Funding for this post was provided in equal part by the French Fish Ectoderm and Statistics Foundation and the American Association for Advancement of Amalgamated and Aggregated Associations. These organizations are solely responsible for any errors herein, and associated management related consequences.

I’d bet a fin that the sole reason you wrote this post was to juxtapose “Poisson” and “scales”. 😉

That, and to avoid doing what I should have been doing of course.

You have been MIA around here Harold. I was beginning to suspect something fishy might be up, so glad this post reeled you back in.

Glad to see the divulgence of funding sources. A conflict of interest statement would also be nice, but somehow I really don’t expect there is any COI in this instance.

I do have a teensy question, however. Given that your two auspicious funders each contributed equally to this effort (and that this effort must be worth a cool million) I’m wondering what the odds of them each desiring to put a half million – exactly – on the table so that this wonderful work could be accomplished? Or asked a different way – would a curious administrator, wondering about the likelihood of certain funding probabilities for his/her faculty be better advised to employ Poisson or Gamma distributions in an analysis of this type? I can already see future tenure decision committees running R code to evaluate young Ph.D.s and we really should help these poor souls get a fair shot.

“The authors declare no conflict of interest, or much interest of any kind for that matter, and only a marginally better memory of their high school French”

Moving on from the crappy fish puns, I was curious about your observation that a similar script didn’t show that the gamma distribution scales. [Since one can show this algebraically.] So I looked in more detail at your script. Not to carp, but I think the fault lies with generating random variables by sampling a coarse set of inverse cdf points.
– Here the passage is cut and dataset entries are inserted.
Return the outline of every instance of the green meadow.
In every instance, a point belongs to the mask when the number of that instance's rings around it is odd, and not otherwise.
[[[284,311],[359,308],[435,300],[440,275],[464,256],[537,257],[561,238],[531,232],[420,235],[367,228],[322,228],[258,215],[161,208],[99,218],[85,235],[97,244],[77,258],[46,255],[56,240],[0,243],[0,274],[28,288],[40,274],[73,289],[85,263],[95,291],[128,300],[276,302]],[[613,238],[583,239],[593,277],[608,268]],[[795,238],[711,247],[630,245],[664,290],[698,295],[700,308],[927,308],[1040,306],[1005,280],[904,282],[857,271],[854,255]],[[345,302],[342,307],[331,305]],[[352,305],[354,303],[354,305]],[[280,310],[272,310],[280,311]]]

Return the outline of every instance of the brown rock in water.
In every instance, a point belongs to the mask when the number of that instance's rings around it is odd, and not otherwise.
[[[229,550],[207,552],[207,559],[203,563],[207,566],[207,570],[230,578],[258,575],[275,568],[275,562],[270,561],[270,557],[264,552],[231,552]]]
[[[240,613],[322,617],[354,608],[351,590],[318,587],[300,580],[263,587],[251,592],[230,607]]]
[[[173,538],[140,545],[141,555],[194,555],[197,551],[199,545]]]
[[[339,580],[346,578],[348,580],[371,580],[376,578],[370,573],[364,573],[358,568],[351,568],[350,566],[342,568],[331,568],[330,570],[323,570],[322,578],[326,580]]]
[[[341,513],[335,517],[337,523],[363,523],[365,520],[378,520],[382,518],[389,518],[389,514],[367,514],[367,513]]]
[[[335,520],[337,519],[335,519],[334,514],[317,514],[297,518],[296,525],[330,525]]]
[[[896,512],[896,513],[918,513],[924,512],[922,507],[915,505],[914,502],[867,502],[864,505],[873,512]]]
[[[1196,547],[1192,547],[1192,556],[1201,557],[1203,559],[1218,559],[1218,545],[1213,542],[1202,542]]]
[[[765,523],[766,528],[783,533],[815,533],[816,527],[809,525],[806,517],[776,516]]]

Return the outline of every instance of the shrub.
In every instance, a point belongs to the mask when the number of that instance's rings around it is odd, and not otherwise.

This distorts the distribution somewhat — for example, P.Pweek gives the chance of a week with zero precipitation as 26/51~51%, but the actual Poisson probability is a hair above 50%. Perhaps this flaw is more noticeable for gamma because it quantizes a continuous distribution, and has less effect on a discrete distribution. Or maybe the Poisson result is a fluke.

If you replace “sample(P.Pweek, 4, replace=T)” with “rpois(4, lambda = weekly.mn)” and make analogous changes to the other “sample” calls, you should get a more accurate Monte Carlo. This should work for Poisson, and also for gamma. Mull it over.

Yes, I think you very likely called it right Harold. From my perch, I can’t imagine what else it could poissonibly be. Sometimes I just flounder about on these things.

Although I’m still very much an R novice, I’ve noticed that “for” loops are eschewed. I replaced the line

“for (i in 1:n.trials) P.month.week[i] = sum(rpois(4, lambda = weekly.mn))”

with

“P.month.week <- colSums(matrix(rpois(4*n.trials,lambda=weekly.mn),nrow=4))”

and that executed considerably faster on my machine. [The number of trials was increased to 1e6 to make timing easier.]

Ah, thanks for that solution! Yes, loops of any kind are considered inefficient. I use them only when I can’t figure out a better way, or don’t care about the time considerations, the latter being the case here. But you are right and I always try to use the various “apply” functions (sapply, lapply etc) whenever possible. In the past I’ve had to do things where several computations were involved in each step and I could figure out no more efficient solution than a loop.